Je conclurai cette partie sur les remboursements d'impôts d'État par une note positive. Les remboursements liés aux contentieux de série baissent sensiblement, passant de 2,7 milliards en 2022 à 1,1 milliard d'euros en raison des efforts faits dans le suivi et la gestion des plus gros contentieux. Je nuancerai tout de même mon propos puisque les crédits inscrits à ce titre au PLF 2023 ne s'élèvent certes qu'à 1,1 milliard d'euros, mais les contentieux en cours atteignent, quant à eux, 4,6 milliards d'euros. Cet écart est en partie dû à des moyens de traitement limités au sein des services de la DGFiP, qui priorisent, dès lors, pour 2023, les remboursements des contentieux les plus importants en termes de montants, et ce afin de limiter les intérêts moratoires afférents. J'ai appris en audition que la tâche fastidieuse était confiée à des contractuels qu'il était peu aisé de former aux rudiments du traitement de ces contentieux, amenuisant d'autant l'efficacité du traitement du stock de dossiers en cours.

Enfin, certains contentieux particulièrement atomisés avec des montants individuels faibles génèrent une gestion lourde et des délais de traitement longs.

Je souhaite également évoquer le second programme de cette mission consacré aux dégrèvements et remboursements d'impôts locaux.
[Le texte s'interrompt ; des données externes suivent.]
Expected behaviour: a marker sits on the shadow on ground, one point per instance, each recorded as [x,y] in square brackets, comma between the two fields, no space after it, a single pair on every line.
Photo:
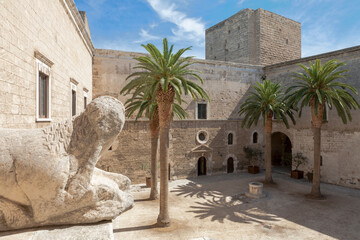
[336,216]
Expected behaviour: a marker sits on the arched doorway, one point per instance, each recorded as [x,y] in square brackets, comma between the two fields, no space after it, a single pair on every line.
[281,153]
[230,165]
[202,166]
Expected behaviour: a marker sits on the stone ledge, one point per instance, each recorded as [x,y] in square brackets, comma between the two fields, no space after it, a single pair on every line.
[97,231]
En PLF 2023, les crédits évalués au titre du programme 201 s'élèvent à 4,6 milliards d'euros en autorisations d'engagement (AE) comme en crédits de paiement (CP), soit une baisse de 30,8 % par rapport à la LFI 2022. Cette diminution fait suite aux baisses consécutives de 70 % enregistrées entre la LFI 2020 et la LFI 2021, et de 3,8 % entre la LFI 2021 et la LFI 2022, qui s'expliquaient, pour l'essentiel, par la réforme de la taxe d'habitation sur les résidences principales et, dans une moindre proportion, par la réforme des impôts de production.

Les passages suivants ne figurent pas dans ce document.